啓発舎

マジすか? マジすよ

新婚道中記
NHKBS
ちょっとした誤解と行き違いから大げんか、離婚を決意した夫婦を、L・マッケリー監督が軽快な演出で描き、アカデミー賞に輝いた傑作スクリューボール・コメディー。
だそうだ。

出演
アイリーン・ダン,ケーリー・グラント,ラルフ・ベラミー,アレクサンダー・ダーシー


スクリューボールコメディーというのに慣れていないせいか、討論番組を見るようであったよ。
任意の登場人物が長口舌を繰り広げる間、のこりの二乃至四名は、間をもたせないといけない。
で、何するか。
顔面芸だ。
この映画は、しゃべくりを聴いている、ほっとくと間抜けな絵になりかねない局面を、眉を動かしたり口をひんまげたりの顔面の筋肉の動きで、如何にしのぐかを役者が競う、それを、笑って見物する、映画。


似たのはこの国にもある。
倉庫で悪漢どもが悪だくみ。
と、頭上から高笑いが。
「誰だ!」
と拳銃を手に誰何する宍戸錠
一味が天井を見上げると、小林旭が、ギターを抱え、歌いながら階段を下りて来るではないか。
その間、飛び道具を構えながらもそれを本来の目的で使用せず、てんでに「くそー」「チクショー」などつぶやきながら、マイトガイが歌い終わるのをお行儀よく待つ悪党一味。

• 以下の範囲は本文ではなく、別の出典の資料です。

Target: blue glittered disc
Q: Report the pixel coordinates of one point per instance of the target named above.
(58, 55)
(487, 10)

間をもたす、というのは大変な技だ、と当時10代半ばの主宰は心底感じ入ったのであった。


アイリーン・ダンという人は初めてみるが、輪郭がゲタ、失礼、額縁みたいだから、顔面芸にはうってつけだ。
若いケイリーグラントは、まだケイリーグラント印の顔はできていない。